Ces contrôles existeront encore plusieurs jours: le ministre de l'Intérieur allemand, Horst Seehofer, a exigé le maintien de ces contrôles au moins jusqu'à la mi-mai.
Suite à la prolongation des contrôles aux frontières, Jean Asselborn a rédigé un courrier à l'intention du ministre de l'Intérieur allemand, lui faisant savoir qu'il était fermement opposé au maintien de ces contrôles.

Pour le président de la commission des Affaires étrangères, le député LSAP Yves Cruchten, cette décision est incompréhensible: "Il n'y a aucune preuve scientifique que la fermeture des frontières aiderait en quoi que ce soit à maîtriser le virus.''
Claude Wiseler, député CSV, a lui pointé l'image désastreuse du maintien des contrôles à Schengen, là où le libre circulation avait été décidée. ''La fermeture des frontières est inutile, n'apporte rien et heurte l'esprit européen.

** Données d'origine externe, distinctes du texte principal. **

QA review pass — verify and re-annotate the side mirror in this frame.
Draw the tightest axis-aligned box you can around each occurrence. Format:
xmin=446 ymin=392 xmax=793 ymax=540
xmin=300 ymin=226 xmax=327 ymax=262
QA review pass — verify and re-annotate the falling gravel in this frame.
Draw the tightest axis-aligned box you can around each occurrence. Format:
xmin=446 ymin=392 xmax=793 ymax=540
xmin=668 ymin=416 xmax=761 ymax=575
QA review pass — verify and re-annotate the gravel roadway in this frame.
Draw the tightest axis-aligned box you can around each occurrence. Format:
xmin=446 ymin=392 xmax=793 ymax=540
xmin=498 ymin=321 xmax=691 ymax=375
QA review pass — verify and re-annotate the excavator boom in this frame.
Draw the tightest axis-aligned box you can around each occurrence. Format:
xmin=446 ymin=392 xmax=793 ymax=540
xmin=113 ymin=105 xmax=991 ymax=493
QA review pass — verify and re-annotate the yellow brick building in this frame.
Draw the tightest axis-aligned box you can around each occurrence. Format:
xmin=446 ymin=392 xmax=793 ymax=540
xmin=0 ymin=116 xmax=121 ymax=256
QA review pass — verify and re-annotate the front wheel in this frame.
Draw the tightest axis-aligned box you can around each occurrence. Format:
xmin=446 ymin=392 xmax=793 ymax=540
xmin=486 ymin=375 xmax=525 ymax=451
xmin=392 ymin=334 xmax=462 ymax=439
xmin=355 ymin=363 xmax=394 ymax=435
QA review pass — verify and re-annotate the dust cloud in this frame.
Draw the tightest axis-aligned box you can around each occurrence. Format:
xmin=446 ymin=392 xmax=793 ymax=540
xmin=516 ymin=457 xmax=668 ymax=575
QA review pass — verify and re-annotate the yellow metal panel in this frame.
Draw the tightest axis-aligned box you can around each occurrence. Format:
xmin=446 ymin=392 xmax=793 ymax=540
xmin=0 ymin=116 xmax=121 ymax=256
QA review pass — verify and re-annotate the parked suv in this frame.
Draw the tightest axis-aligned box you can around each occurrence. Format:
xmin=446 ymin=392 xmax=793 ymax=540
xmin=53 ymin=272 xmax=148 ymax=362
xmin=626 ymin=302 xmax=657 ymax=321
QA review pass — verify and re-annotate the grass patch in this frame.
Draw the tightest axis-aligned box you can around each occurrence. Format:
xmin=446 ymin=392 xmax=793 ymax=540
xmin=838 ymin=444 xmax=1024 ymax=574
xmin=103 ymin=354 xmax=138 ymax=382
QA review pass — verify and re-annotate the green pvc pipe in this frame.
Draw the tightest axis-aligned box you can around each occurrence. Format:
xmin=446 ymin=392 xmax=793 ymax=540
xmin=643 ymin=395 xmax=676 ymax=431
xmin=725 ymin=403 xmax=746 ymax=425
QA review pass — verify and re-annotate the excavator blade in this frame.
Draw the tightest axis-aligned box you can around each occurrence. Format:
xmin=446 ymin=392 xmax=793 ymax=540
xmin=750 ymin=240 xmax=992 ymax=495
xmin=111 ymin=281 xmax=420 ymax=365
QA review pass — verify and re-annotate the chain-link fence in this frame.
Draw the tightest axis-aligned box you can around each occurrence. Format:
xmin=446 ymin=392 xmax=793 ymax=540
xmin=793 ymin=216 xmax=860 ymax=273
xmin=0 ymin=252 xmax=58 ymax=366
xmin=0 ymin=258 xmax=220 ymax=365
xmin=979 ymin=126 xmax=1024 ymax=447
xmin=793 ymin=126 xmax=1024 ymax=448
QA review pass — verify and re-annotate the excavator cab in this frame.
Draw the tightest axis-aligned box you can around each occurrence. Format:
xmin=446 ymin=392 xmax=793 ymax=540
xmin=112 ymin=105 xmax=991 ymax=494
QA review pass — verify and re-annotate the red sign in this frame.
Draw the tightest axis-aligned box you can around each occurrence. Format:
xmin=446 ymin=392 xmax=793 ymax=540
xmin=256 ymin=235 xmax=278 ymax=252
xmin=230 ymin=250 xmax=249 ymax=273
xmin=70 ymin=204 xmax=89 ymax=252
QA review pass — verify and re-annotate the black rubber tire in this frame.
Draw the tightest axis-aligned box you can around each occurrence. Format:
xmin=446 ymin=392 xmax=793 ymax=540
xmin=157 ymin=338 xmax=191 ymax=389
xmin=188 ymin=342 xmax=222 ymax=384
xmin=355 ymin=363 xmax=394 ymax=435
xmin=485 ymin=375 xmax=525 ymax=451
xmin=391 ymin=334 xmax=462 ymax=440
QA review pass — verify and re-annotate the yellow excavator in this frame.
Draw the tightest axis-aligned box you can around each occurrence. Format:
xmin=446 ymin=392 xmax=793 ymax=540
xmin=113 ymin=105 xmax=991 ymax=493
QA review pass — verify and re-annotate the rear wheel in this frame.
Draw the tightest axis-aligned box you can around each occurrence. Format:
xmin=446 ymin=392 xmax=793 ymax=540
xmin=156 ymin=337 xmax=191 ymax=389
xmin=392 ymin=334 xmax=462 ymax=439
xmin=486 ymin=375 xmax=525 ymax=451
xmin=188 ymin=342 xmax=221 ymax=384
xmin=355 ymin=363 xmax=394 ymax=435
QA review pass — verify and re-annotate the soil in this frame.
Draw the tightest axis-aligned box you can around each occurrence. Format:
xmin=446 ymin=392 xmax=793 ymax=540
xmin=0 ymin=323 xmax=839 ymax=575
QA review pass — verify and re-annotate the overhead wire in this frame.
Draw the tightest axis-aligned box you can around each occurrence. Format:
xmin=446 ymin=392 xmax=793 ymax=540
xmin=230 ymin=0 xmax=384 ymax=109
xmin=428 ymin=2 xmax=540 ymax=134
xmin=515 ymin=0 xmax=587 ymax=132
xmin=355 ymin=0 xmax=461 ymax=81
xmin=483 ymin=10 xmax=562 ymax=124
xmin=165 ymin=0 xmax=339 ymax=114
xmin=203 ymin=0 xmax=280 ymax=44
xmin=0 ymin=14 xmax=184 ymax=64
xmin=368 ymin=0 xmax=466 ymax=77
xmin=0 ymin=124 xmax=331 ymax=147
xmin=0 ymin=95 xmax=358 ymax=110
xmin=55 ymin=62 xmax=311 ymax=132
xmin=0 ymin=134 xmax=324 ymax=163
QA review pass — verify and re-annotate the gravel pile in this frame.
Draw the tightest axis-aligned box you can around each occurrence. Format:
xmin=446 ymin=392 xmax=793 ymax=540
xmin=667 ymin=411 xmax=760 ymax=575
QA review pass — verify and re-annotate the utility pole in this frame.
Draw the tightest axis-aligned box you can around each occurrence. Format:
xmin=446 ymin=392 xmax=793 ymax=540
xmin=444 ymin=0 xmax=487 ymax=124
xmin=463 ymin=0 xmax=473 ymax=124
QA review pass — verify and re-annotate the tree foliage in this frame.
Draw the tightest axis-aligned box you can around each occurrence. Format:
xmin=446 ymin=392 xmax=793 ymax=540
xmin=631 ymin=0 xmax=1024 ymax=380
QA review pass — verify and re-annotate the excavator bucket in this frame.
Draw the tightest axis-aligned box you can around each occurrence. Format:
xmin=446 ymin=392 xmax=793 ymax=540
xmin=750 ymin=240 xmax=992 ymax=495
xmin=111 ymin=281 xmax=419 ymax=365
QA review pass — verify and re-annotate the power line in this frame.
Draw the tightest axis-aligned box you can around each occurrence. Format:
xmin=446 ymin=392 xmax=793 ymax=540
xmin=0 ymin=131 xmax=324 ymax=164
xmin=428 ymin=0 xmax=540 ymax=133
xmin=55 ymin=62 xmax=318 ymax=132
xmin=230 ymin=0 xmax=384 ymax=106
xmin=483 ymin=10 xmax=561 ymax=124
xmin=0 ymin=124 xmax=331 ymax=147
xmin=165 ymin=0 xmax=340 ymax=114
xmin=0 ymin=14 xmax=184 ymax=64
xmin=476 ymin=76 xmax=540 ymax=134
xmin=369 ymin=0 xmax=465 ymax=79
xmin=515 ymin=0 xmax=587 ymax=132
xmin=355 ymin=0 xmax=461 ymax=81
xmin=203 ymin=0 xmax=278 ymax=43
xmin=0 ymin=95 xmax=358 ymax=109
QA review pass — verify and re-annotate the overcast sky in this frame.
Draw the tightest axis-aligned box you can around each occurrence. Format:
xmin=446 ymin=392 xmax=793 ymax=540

Des décisions ont été prises par le gouvernement allemand, que nous ne trouvons pas bonnes. Et cela, nous le disons aussi clairement en tant que parti.'' La direction du CSV, dont le parti est proche de celui du ministre allemand, a récemment envoyé un courrier à l'adresse de Horst Seehofer à Berlin.
David Wagner, député des Lénk, décrit l'irritation qui existe autour de ces contrôles aux frontières et la possibilité pour les forces de l'ordre allemandes de juger du besoin des personnes à traverser ou non la frontière
Enfin, le député ADR Fernand Kartheiser a estimé que les frontières étaient à nouveau visibles à l'intérieur de l'Union européenne, traduisant une perte de confiance entre les Etats membres.